Seems like they both allow logging and variable integration time....
I've used AudioLeak before, its only catch is that it doesn't work in real time -- you have to mix the audio down and then run the audio thru the program, and it spits out a chart and report. The Pro version does do LKFS though.
I quit using LKFS..
Just pre mix your Dia using a VU meter.
-23 LKFS = -3vu
Why have you stopped using LKFS? VU won't give you short-term loudness, integrated loudness or the LRA. Also, I'm not sure -23LKFS would always equal -3VU as the VU meter doesn't use the weighting algorithm therefore it would react to frequencies differently. I'm guessing you got that figure using a 1KHz sine wave?
Also, LUFS/LKFS is designed to be used on the whole programme, not just dialogue.
It also certainly won't give you True Peak metering which more and more broadcasters are now implementing.
+1 for WLM
At work we have the Media Meter but since we got WLM in the update of our Waves bundle I've been using that instead. I really like it. Did a few shows with both it and the Media Meter and the readings are spot on. Plus you get other things like true peak. I really like the read outs of the WLM. Highly recommend it.
A V.I. (volume indicator) which everyone insists on incorrectly calling a "VU" meter, is useful for real time balancing and monitoring of average program levels, but it won't give you LKFS without a lot of visual averaging.

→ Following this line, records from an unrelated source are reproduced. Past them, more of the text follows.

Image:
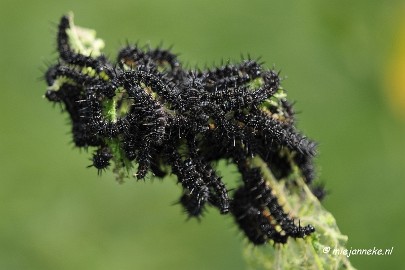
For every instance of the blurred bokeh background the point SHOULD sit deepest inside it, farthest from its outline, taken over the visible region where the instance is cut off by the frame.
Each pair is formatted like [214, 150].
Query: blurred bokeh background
[345, 63]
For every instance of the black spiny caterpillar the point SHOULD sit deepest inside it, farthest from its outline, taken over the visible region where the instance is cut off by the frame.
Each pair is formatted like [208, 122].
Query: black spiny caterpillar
[146, 111]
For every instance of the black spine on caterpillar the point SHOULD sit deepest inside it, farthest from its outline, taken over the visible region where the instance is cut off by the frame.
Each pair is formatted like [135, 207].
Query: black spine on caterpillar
[101, 159]
[191, 180]
[146, 108]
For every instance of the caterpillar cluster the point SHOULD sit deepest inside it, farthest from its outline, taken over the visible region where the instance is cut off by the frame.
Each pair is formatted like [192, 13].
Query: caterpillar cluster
[147, 113]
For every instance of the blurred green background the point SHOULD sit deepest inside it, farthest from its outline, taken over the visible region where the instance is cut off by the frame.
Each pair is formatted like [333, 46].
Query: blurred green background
[343, 68]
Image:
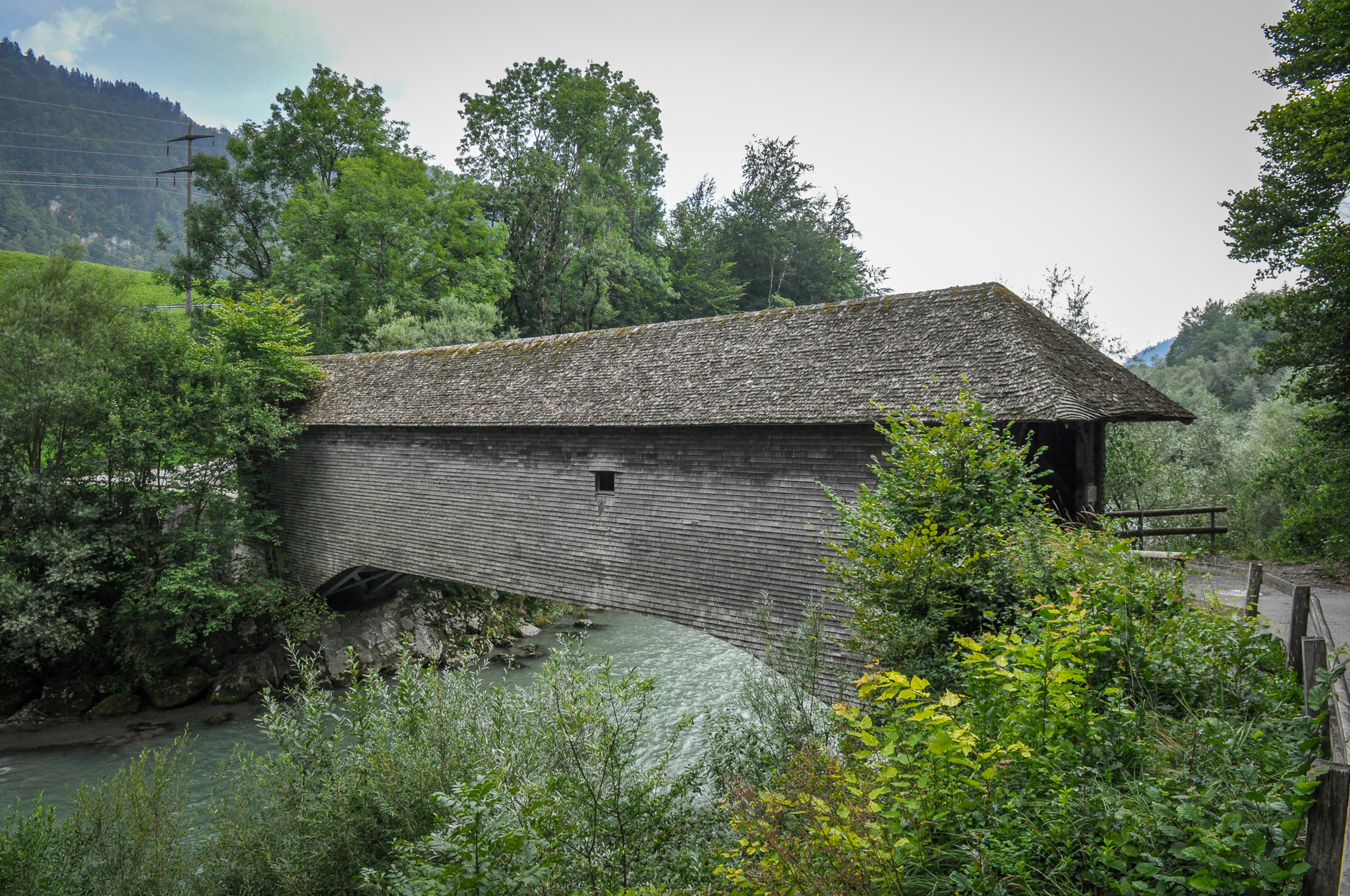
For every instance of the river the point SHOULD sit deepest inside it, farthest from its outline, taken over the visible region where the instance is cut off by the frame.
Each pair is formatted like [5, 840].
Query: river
[695, 674]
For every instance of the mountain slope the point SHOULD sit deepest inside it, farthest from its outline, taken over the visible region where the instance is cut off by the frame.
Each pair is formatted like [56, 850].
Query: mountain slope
[88, 172]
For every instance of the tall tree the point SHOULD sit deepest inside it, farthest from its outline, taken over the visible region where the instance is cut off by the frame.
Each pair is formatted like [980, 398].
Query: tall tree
[235, 230]
[701, 274]
[392, 240]
[1295, 219]
[789, 244]
[574, 161]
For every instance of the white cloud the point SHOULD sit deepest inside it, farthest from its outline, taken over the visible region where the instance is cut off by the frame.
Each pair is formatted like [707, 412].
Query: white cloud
[69, 33]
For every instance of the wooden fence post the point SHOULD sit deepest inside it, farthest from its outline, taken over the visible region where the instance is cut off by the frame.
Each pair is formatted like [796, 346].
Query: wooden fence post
[1328, 831]
[1253, 587]
[1299, 627]
[1314, 659]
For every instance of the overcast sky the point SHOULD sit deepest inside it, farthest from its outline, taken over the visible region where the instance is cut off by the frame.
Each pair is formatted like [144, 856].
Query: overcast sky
[976, 141]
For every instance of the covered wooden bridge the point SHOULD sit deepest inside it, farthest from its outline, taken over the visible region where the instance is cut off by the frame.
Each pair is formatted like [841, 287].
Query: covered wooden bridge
[671, 468]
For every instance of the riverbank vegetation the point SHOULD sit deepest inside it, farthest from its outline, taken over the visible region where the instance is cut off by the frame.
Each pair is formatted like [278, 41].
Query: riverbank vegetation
[132, 508]
[1088, 729]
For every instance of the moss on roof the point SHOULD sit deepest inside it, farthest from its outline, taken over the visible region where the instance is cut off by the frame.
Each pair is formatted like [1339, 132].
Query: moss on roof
[806, 365]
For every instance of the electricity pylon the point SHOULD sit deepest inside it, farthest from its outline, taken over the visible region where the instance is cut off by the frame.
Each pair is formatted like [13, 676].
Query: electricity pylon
[189, 136]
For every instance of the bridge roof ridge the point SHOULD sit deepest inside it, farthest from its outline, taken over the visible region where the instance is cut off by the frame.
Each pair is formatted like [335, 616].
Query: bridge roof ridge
[824, 363]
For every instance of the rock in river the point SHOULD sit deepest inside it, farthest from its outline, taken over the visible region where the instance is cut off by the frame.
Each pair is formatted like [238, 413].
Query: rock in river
[180, 687]
[117, 705]
[65, 698]
[245, 677]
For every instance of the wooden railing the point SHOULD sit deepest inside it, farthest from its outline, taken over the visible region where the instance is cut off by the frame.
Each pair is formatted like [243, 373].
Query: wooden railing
[1308, 647]
[1171, 530]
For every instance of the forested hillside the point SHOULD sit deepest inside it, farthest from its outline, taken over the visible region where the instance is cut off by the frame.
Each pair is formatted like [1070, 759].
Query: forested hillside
[1252, 449]
[87, 172]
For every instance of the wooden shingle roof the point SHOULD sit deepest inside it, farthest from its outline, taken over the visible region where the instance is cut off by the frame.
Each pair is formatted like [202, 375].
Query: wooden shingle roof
[810, 363]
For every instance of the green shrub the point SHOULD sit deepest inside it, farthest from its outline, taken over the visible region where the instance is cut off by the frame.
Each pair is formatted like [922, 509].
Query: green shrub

So, you need to use some other instrumentation to verify that you are meeting the long-term LKFS specification. On uncompressed speech, if you peak at 0 VU with zero aligned on tone to -20 dBFS, then the long term average speech level will probably be around -27 dBFS. If you are working with bass heavy material and use A-weighting, then you will get erroneous results in comparison with LKFS, since it is basically flat down to 100 Hz whereas the A-weighting is heavily rolled off.